His Moscow career started at Vorobyevy Gory observation square (best view of the city), where he ran a stall selling matryoshka dolls to foreign tourists. All the policemen, who racketeered/protected his business, were his best friends, and he was doing brisk business.

In the wake of the economic boom of the early 00s, he switched to construction business. It started with small groups of repairmen, but eventually he and his brother created a whole network of itinerant construction worker teams, bringing them in droves from Carpathian regions.
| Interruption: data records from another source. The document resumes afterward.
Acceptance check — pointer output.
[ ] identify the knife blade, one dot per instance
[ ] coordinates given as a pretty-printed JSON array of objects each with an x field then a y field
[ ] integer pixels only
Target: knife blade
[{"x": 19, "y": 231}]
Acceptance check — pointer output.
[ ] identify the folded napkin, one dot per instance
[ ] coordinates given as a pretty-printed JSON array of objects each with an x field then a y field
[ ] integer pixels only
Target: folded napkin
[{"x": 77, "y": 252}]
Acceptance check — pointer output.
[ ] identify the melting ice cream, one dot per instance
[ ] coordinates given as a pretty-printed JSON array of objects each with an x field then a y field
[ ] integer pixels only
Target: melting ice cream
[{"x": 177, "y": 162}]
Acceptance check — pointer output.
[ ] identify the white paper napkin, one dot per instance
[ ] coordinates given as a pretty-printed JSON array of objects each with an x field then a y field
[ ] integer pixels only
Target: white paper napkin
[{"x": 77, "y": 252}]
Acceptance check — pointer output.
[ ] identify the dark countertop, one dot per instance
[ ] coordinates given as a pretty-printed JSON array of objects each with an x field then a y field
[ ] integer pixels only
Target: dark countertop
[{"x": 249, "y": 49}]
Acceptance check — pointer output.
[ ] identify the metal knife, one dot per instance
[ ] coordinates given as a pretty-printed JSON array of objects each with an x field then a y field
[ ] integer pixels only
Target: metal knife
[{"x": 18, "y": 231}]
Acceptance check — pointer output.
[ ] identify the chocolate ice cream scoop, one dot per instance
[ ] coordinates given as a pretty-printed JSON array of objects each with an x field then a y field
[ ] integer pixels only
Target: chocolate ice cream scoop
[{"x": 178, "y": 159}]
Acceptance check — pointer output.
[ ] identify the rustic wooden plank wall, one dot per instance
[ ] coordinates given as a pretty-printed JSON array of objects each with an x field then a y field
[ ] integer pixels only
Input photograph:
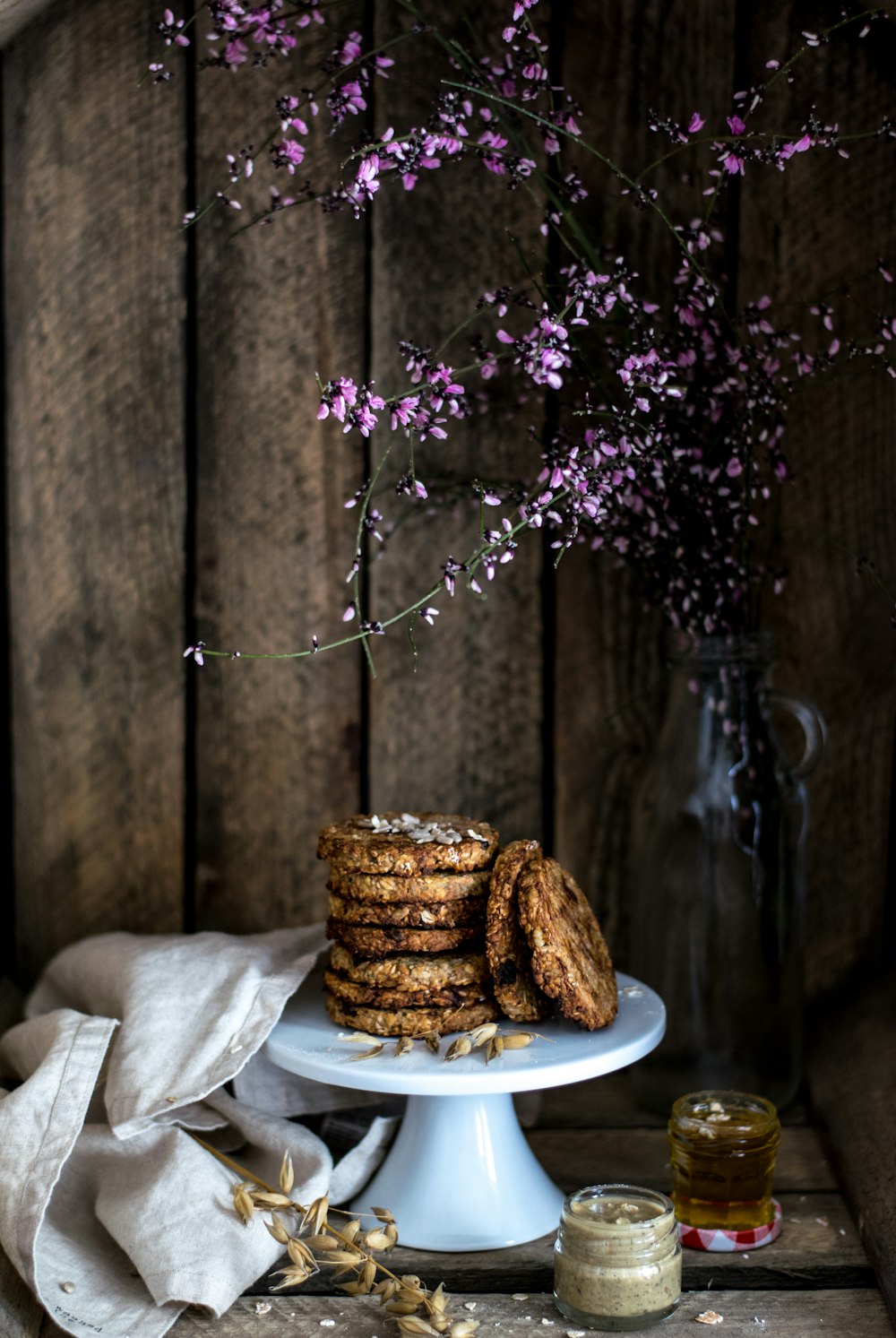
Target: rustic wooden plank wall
[{"x": 166, "y": 478}]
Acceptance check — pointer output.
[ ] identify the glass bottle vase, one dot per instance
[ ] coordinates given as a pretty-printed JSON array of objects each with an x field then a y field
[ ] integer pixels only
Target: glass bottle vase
[{"x": 719, "y": 878}]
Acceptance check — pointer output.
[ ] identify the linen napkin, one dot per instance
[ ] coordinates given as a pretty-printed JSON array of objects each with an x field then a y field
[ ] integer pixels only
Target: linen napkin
[{"x": 110, "y": 1211}]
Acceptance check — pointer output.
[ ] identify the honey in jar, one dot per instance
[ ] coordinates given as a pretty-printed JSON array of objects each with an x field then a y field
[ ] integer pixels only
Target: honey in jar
[{"x": 722, "y": 1148}]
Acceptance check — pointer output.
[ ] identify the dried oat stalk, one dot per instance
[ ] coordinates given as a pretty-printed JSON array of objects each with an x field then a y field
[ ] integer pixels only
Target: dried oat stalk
[
  {"x": 491, "y": 1040},
  {"x": 350, "y": 1250}
]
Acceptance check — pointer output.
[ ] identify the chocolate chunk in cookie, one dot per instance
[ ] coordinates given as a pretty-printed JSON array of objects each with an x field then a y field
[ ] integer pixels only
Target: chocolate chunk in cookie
[
  {"x": 371, "y": 996},
  {"x": 382, "y": 939},
  {"x": 391, "y": 887},
  {"x": 410, "y": 971},
  {"x": 469, "y": 910},
  {"x": 410, "y": 1021}
]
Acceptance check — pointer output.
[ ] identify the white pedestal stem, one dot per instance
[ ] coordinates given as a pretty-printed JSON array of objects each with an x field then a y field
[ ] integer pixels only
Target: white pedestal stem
[{"x": 461, "y": 1177}]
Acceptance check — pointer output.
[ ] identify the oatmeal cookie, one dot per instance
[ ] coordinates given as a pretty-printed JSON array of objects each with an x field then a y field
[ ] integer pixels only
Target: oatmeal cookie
[
  {"x": 369, "y": 996},
  {"x": 410, "y": 971},
  {"x": 510, "y": 957},
  {"x": 410, "y": 1021},
  {"x": 388, "y": 887},
  {"x": 408, "y": 843},
  {"x": 382, "y": 939},
  {"x": 470, "y": 910},
  {"x": 570, "y": 958}
]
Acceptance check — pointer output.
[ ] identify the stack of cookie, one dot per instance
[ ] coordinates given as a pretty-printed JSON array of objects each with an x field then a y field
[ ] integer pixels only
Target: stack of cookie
[{"x": 407, "y": 912}]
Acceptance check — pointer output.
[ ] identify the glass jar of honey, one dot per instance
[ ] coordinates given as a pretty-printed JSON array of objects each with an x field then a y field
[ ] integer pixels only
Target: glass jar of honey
[
  {"x": 722, "y": 1147},
  {"x": 616, "y": 1259}
]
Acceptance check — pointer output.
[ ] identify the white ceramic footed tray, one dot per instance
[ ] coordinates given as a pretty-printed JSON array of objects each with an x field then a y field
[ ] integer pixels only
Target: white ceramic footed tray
[{"x": 461, "y": 1174}]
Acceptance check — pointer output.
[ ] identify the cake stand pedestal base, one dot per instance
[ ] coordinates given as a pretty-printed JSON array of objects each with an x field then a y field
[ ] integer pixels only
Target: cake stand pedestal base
[
  {"x": 461, "y": 1174},
  {"x": 461, "y": 1177}
]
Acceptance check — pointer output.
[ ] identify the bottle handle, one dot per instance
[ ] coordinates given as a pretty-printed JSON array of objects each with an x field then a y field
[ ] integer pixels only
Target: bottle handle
[{"x": 814, "y": 728}]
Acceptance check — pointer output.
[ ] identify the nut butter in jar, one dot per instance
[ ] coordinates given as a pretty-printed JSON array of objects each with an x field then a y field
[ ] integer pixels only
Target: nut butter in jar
[
  {"x": 616, "y": 1259},
  {"x": 722, "y": 1147}
]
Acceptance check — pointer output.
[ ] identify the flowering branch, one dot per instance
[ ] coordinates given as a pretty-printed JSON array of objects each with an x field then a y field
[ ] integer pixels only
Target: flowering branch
[{"x": 669, "y": 411}]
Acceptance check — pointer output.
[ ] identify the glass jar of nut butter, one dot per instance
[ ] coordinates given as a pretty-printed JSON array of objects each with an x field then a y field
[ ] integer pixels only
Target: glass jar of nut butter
[{"x": 616, "y": 1259}]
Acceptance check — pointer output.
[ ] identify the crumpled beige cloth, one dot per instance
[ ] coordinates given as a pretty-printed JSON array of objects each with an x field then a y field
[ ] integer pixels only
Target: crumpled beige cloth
[{"x": 111, "y": 1213}]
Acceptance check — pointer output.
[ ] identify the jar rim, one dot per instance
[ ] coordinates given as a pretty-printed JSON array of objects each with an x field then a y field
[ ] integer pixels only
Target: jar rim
[
  {"x": 698, "y": 1108},
  {"x": 637, "y": 1194}
]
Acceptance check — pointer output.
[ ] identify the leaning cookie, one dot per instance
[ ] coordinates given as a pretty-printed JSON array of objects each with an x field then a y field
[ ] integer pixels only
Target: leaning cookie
[
  {"x": 382, "y": 939},
  {"x": 570, "y": 958},
  {"x": 410, "y": 1021},
  {"x": 408, "y": 843},
  {"x": 510, "y": 957}
]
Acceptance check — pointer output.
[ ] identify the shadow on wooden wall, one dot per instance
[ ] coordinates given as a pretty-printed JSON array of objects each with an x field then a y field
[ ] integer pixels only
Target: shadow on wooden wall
[{"x": 168, "y": 478}]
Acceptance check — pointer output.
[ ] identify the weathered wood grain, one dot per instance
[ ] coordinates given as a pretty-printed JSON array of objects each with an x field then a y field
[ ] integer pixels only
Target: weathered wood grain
[
  {"x": 852, "y": 1066},
  {"x": 812, "y": 232},
  {"x": 622, "y": 60},
  {"x": 94, "y": 285},
  {"x": 277, "y": 741},
  {"x": 790, "y": 1314},
  {"x": 817, "y": 1247},
  {"x": 464, "y": 732}
]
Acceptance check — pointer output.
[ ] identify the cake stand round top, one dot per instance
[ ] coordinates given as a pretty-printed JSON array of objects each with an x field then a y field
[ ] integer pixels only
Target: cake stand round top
[{"x": 306, "y": 1042}]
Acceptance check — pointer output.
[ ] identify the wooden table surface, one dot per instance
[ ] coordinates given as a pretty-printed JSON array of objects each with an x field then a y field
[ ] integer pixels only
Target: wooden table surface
[{"x": 814, "y": 1280}]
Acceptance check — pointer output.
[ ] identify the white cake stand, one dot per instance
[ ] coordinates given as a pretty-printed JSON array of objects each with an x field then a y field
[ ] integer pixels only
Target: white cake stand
[{"x": 461, "y": 1174}]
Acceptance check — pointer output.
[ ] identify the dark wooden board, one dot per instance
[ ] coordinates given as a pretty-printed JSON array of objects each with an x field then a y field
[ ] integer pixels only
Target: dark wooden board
[
  {"x": 790, "y": 1314},
  {"x": 806, "y": 233},
  {"x": 95, "y": 382},
  {"x": 464, "y": 732},
  {"x": 853, "y": 1083},
  {"x": 279, "y": 747}
]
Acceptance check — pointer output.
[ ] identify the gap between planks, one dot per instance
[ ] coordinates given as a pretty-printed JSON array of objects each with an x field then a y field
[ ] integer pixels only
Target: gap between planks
[{"x": 838, "y": 1314}]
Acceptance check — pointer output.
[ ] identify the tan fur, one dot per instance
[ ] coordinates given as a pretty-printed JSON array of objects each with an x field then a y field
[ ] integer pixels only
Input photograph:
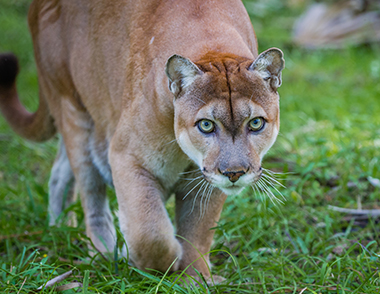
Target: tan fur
[{"x": 106, "y": 69}]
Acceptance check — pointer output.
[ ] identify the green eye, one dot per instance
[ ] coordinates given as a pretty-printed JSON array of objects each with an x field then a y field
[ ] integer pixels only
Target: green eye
[
  {"x": 206, "y": 126},
  {"x": 256, "y": 124}
]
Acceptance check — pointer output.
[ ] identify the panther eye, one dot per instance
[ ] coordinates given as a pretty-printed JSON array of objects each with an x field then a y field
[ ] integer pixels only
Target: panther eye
[
  {"x": 256, "y": 124},
  {"x": 206, "y": 126}
]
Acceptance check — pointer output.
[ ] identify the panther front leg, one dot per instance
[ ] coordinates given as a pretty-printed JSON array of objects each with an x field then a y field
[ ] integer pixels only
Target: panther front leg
[
  {"x": 198, "y": 208},
  {"x": 143, "y": 218}
]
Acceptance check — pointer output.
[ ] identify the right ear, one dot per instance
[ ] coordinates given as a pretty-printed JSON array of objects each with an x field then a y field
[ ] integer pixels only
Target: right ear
[{"x": 181, "y": 73}]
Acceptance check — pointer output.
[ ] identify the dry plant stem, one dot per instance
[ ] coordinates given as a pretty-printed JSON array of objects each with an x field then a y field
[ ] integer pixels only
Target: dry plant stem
[{"x": 55, "y": 280}]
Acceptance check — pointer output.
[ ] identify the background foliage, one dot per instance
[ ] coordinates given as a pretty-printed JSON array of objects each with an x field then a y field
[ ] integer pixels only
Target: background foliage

When the war started, it seemed the Russian authorities would make it even simpler for Ukrainians to work in Russia, which received around 400 thousand refugees from the war-torn eastern regions. But promises never materialised, while the police started clamping down on illegal migrants from Ukraine, while ignoring Central Asians, who make the bulk of migrant work force in Russia. Official licenses were available, but the cost was so big, that Moscow could no longer compete for migrant workers with Poland. Eventually all the Ukrainians left, and Viktor literally switched off the lights in his workers’ hostel before leaving as well.

“Tell me, when all these troubles will be over? Can Russia fight with America in some other place, not in Ukraine?”, Viktor asked. He clearly wanted to go back to Moscow.